Implement Jakob and Hanika (2019):
- Write code that minimizes the authors’ cost function at a single point.
- Extend the solver to cover the entire sRGB gamut without discontinuities. Explore libraries other than SciPy if necessary (the authors used Ceres).
- Create coefficient maps as described in the article matching the published values.
- Write code that can sample the maps and compute the final spectral data.
- Extend the method to other color spaces.
The optimistic time frame for completion of all the points above is 2 weeks. Looking at the article, the method seems straightforward enough to do this. Each sub-goal, excluding the third, should take a day or two at most. I know from experience that trying to exactly match published results tends to be a tedious process and I expect to spend most of the time doing that.
Once the code is finished, it will have to go through review. I assume that a week should be enough to get the code polished enough to be worth merging in. Assuming no unexpected delays or problems, I should be left with a bit over a week before the first evaluation to work on the next goal.
Implement Otsu et al. (2018).
- Implement the principal component analysis (PCA) the authors used.

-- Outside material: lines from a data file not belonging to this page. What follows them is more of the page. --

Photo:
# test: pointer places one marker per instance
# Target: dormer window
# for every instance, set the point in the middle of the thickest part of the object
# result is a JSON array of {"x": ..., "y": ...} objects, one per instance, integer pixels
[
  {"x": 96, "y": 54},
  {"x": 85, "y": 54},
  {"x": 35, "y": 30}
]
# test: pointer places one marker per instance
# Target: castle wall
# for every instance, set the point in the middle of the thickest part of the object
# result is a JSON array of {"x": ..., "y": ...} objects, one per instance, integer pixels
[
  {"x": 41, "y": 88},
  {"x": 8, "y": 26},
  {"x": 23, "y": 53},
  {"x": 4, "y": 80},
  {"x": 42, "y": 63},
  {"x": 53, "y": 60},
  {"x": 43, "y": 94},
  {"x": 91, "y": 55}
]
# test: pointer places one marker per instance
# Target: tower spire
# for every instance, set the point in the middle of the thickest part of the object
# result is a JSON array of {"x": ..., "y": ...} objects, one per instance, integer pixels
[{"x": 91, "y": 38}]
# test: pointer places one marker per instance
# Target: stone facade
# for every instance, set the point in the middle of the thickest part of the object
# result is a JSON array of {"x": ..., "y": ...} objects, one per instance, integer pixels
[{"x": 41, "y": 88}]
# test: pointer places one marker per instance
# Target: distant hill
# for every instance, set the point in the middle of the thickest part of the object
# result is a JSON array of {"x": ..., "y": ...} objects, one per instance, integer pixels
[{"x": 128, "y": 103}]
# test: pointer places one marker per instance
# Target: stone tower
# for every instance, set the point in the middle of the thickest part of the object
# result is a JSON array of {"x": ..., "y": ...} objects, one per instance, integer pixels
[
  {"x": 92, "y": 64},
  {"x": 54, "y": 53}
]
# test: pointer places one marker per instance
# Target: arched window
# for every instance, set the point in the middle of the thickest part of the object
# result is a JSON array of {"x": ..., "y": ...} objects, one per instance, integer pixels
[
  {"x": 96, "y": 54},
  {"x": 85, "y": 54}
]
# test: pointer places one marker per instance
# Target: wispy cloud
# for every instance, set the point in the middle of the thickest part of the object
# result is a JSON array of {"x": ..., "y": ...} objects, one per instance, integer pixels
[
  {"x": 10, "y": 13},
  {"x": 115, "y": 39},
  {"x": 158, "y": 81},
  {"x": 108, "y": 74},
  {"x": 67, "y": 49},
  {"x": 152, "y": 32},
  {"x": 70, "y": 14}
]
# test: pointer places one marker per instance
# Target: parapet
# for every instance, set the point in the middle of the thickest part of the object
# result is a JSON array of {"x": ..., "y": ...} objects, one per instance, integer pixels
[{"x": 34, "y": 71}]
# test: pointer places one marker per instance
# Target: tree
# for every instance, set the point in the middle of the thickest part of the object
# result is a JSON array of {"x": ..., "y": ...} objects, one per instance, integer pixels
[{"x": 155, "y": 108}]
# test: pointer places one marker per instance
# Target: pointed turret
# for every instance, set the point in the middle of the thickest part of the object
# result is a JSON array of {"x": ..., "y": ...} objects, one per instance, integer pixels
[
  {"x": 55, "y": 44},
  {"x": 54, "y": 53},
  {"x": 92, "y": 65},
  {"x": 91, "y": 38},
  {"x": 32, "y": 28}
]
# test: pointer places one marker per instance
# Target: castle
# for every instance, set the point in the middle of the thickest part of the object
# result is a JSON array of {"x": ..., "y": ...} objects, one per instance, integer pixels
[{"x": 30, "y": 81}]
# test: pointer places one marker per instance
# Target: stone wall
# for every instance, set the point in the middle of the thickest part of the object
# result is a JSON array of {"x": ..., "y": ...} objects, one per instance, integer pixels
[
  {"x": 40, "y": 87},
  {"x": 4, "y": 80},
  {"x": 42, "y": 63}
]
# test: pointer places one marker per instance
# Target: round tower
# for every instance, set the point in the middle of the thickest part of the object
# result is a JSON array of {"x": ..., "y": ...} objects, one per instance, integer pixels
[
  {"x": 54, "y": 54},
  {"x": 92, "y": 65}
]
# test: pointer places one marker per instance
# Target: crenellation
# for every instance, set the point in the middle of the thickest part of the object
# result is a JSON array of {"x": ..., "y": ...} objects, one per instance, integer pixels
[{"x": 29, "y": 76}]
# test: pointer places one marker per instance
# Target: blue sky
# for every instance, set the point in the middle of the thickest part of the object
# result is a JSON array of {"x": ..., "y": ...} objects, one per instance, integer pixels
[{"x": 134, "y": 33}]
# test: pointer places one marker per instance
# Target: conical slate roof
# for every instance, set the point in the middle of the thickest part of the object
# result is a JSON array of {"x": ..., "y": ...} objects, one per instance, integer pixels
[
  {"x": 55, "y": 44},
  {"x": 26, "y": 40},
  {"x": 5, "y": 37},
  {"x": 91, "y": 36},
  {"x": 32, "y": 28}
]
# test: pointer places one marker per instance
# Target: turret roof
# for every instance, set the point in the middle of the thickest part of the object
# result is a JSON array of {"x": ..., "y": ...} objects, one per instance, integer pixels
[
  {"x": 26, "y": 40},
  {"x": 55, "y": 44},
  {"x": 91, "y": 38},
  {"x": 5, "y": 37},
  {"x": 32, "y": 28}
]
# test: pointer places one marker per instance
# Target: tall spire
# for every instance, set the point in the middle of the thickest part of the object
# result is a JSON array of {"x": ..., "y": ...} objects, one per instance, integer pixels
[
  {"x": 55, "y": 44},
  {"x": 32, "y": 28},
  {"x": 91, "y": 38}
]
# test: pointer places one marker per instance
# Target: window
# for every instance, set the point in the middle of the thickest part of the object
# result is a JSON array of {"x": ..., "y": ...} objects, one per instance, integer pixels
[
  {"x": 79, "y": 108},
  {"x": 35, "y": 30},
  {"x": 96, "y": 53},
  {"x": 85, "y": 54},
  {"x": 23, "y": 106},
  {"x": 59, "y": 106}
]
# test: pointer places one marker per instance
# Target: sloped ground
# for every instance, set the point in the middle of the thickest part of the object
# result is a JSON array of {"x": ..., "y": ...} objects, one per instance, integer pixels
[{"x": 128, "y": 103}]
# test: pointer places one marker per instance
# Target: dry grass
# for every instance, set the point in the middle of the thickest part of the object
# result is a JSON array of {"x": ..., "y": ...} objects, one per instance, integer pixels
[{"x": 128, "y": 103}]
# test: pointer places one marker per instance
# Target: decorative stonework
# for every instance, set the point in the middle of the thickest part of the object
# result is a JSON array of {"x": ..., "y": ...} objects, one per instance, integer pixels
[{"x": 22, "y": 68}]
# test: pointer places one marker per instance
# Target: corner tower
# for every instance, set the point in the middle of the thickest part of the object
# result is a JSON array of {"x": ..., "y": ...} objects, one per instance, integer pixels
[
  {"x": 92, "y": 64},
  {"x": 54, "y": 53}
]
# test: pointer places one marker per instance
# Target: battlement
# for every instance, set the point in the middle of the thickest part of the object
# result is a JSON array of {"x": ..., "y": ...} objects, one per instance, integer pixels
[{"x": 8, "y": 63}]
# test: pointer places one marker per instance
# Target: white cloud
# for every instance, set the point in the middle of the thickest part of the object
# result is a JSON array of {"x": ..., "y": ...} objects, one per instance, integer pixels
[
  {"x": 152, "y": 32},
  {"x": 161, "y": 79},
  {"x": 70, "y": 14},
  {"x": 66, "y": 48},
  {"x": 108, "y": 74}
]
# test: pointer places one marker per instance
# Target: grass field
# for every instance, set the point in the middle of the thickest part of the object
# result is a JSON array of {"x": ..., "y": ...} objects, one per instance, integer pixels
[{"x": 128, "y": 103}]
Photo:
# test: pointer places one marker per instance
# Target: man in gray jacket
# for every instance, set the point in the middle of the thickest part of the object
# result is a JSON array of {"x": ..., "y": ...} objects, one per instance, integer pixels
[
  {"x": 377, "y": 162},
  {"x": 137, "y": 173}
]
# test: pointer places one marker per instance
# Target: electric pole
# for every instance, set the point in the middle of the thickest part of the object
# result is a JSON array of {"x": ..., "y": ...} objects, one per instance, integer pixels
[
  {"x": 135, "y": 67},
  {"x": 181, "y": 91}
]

- Implement their clustering algorithm.
- Make sure the results match the published values.
The time frame here is harder to estimate. The method looks considerably more complicated than the previous. The article is also slightly vague (especially about PCA) and analysis of the included source code could take a while. I have to be conservative and assume I will need the entire four weeks or so to get this done, including the review (which I expect to take less time than the first one).
The last few weeks will be the time to consider other spectral upsampling methods, discussing the topic with the mentors and the community. The specifics will depend on how fast I complete the goals of the first two phases and what is decided on. The hard goal would be to fully implement at least one more method. For example, Mallet and Yuksel’s is similar to Otsu, et. al.’s and I would not expect to have problems adding support for it before the final week.
By the final week, I expect to have created several good and reviewed commits, worthy of being merged into Colour. The final week will be the time to make sure everything is ready for the final evaluation.
I have about a decade of experience as an amateur C programmer. I published my first open source project, a modification of the first-person shooter Tremulous, on GitHub back in 2013. Since then I’ve worked on many projects, including some minor paid work as a freelancer. I showcase the more interesting ones on my webpage. I started using Python a few years ago as a replacement for MATLAB, but I’ve also embraced is as a general-purpose language, with it pretty much replacing C as my language of choice in most cases. While I could use experience working with large Python codebases, which is partly why I am applying for this project, I think I am more than qualified as far as programming skills go.
Why this project?
I’ve been interested in computational physics for a number of years now, so to me picking a NumFOCUS project was a natural choice. Expecting to find an interesting numerical problem to tackle in e.g. SciPy, I was surprised to find out that Colour Science was participating. As a student of Optics, having written his Engineer’s thesis on the topic of color rendering, I thought it was the perfect project to contribute to for someone with my background. Specifically, I have been considering spectral rendering as a potential topic for my upcoming Master’s thesis, so taking on this project would provide me a lot of valuable experience.